Located on the Royal Mile, this 12th-century Catholic church is one of the central points in Old Town. The St Giles’ Cathedral is still a working church that holds services every week. It is open to the public visit Monday through Saturday from 9 am to 5 pm and Sundays from 1 pm to 5 pm. They also host free guided walking tours daily as well as guided rooftop tours on Saturdays and Sundays (6 pounds per person with a maximum of 4 people).
Walk the Royal Mile
From the Holyrood Palace gates to the gates of Edinburgh Castle, the Royal Mile is just that, almost exactly one mile. The Royal Mile is one of the top destinations in Edinburgh, and rightfully so. It is a hub to an enormous amount of history, shops, restaurants, and amazing scenery.
The 24-hour graveyard is infamous all throughout the world and is home to the famous Greyfriars Bobby. Bobby was Skye Terrier who was looked after by John Gray but only for the last two years of Gray’s life. After Gray’s death, Bobby reportedly guarded his grave for fourteen years until passing himself bobby now rests in the Kirkyard, not too far from John Gray.
Walk Around Old Town
The Old Town area is the oldest part of the capital city. Much of the medieval streets and buildings have been preserved, and it is actually part of a protected UNESCO World Heritage Site, along with the New Town area. No matter where you go and what street you turn on, you’ll see the charming history of what once was.

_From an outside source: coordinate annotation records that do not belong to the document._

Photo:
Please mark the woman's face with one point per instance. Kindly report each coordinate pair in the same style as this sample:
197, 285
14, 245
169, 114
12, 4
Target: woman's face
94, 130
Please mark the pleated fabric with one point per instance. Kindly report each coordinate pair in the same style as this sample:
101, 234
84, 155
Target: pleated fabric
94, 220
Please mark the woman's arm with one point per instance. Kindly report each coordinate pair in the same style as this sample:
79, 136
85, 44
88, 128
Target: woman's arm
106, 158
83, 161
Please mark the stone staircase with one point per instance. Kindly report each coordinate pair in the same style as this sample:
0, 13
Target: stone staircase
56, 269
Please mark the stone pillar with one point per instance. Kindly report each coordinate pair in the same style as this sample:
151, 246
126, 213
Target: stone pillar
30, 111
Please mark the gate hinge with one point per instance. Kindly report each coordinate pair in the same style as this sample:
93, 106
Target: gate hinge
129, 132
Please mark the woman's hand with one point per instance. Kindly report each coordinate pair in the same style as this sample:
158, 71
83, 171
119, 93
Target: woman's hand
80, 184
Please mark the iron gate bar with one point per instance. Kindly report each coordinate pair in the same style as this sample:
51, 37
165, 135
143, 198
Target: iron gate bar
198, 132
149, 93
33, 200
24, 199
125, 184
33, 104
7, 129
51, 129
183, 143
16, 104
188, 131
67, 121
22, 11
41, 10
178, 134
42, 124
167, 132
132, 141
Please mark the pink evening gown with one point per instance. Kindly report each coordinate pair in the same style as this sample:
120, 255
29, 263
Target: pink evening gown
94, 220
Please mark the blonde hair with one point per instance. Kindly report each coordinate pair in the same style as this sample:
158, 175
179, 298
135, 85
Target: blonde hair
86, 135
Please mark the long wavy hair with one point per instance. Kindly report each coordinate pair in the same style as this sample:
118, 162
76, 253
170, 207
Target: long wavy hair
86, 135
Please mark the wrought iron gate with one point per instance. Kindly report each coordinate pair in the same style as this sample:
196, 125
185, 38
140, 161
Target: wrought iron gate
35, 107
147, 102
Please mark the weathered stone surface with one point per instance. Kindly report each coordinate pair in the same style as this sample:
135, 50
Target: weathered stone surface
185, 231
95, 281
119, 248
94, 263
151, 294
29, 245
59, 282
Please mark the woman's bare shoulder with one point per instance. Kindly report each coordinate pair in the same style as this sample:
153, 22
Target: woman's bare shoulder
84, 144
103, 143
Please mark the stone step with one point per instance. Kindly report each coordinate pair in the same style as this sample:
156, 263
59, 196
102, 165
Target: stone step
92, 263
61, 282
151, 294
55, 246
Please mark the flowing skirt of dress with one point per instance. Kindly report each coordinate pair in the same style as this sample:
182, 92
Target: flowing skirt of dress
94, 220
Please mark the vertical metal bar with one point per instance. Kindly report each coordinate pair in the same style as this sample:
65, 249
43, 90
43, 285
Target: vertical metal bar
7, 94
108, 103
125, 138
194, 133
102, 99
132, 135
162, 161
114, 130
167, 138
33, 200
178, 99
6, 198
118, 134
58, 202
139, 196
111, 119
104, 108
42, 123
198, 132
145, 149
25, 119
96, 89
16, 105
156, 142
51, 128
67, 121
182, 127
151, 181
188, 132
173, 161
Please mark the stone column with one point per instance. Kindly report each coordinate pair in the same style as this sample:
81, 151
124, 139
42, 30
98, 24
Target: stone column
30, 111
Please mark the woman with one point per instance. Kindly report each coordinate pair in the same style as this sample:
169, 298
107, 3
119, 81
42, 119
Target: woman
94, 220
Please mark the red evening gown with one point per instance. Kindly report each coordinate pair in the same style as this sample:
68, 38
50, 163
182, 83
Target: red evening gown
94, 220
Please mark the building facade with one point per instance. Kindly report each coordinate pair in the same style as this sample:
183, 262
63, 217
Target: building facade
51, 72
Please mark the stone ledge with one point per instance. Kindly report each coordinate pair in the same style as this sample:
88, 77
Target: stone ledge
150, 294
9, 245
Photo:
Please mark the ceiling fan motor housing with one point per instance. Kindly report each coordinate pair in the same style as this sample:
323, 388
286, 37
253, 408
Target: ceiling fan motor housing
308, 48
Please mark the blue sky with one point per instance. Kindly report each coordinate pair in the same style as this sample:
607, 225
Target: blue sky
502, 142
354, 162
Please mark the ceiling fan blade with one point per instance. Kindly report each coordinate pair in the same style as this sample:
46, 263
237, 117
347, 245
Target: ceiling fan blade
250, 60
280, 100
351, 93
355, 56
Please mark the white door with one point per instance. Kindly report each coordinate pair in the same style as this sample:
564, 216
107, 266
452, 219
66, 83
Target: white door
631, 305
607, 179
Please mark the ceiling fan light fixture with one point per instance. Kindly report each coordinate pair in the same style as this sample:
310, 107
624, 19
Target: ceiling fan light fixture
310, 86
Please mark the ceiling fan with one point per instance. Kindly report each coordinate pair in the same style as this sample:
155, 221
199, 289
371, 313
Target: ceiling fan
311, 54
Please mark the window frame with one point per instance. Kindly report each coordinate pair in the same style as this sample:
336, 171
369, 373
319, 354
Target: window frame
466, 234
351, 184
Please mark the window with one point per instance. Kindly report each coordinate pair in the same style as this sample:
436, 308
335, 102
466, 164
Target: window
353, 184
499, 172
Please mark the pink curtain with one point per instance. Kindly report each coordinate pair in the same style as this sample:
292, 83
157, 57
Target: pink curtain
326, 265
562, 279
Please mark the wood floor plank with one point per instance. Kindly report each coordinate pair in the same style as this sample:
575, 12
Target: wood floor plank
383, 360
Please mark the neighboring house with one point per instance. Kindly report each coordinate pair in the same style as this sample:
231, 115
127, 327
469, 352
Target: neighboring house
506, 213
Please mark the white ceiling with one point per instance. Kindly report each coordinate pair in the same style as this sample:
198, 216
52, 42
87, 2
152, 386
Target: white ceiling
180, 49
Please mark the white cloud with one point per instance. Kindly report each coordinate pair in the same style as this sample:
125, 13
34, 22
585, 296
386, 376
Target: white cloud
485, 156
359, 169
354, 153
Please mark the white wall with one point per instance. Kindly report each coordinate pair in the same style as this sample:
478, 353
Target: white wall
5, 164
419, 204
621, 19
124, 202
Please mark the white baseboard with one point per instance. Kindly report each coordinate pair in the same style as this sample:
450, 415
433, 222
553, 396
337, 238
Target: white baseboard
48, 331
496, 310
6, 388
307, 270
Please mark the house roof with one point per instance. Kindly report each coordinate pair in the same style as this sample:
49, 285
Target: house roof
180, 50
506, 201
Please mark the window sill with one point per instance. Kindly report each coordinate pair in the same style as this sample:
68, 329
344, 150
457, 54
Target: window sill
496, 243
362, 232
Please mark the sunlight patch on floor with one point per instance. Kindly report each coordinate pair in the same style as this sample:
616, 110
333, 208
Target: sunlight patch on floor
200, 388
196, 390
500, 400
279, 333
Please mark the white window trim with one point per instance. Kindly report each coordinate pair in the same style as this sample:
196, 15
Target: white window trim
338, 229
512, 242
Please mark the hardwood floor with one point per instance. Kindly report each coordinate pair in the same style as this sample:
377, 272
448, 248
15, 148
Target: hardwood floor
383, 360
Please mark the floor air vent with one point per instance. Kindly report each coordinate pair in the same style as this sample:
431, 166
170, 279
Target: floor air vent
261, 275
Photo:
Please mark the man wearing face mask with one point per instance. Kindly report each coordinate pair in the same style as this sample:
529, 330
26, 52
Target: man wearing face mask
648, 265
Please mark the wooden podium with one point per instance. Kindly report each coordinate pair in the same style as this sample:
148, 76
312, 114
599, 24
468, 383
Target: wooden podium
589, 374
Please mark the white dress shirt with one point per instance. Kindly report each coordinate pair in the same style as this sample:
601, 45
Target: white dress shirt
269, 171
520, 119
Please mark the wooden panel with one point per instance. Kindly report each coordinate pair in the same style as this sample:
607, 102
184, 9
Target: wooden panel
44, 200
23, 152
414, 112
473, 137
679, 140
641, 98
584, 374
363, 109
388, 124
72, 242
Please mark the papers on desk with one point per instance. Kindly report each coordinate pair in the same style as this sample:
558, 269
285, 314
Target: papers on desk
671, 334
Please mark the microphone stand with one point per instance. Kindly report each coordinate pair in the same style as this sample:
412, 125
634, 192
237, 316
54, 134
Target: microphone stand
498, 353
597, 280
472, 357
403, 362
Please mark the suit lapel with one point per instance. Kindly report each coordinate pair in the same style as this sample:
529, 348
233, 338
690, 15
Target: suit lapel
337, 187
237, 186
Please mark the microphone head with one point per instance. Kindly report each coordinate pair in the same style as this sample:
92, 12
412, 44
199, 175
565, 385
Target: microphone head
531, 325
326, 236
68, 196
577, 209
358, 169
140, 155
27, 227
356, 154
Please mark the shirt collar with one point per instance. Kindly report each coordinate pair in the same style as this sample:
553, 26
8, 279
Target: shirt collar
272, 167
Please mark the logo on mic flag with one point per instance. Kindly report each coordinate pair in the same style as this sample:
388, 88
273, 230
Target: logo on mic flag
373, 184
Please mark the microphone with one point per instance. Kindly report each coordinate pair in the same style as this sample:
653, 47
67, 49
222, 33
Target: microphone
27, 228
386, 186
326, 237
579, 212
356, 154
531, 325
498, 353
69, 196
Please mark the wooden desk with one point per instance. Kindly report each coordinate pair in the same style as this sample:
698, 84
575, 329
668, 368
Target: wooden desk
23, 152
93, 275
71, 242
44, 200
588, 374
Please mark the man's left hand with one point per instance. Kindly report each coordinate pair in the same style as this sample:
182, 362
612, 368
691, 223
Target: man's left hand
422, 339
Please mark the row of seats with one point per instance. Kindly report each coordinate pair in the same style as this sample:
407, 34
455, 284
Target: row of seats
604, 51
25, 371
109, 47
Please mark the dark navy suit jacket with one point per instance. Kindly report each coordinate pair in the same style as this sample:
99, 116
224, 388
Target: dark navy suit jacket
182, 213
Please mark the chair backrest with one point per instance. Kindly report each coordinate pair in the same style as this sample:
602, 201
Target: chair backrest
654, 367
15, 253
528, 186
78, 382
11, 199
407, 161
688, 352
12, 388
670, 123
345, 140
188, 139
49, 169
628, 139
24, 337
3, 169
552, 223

This monument stands tall in the East Princes Gardens and is a tribute to Sir Walter Scott. The monument stands almost 200 feet tall and the top is only accessible by stairs, 287 to be exact. Find the accessibility guide with all of the information on the monument’s website. On the website, you can also find the ticket prices to go see the amazing history of Sir Walter Scott.
Scottish National Gallery of Modern Art
The two-part museum sits among an eye-catching sculpture park, with just a short walk between the two buildings. If you like more modern or contemporary art, this museum is a must-see. Open daily from 10 am to 5 pm entry is free, but some exhibits may require tickets.
Within the museum, they also have research facilities and libraries that are available by appointment.
Calton Hill is a short hike that sits in center city Edinburgh but holds some impressive monuments. Atop the hill is the National Monument, Dugald Stewart Monument, Nelson Monument, City Observatory and more, Including incredible views of the city! The hike to the top is more of a stroll; it takes about 5 minutes to get to the top from a staircase at Regent Road on the south side of the hill and Royal Terrace on the north. You can also drive up and park. At the foot of the hill sits the Scottish Government headquarters buildings. The Scottish Parliament building and Holyrood Palace also lie near the base of the hill.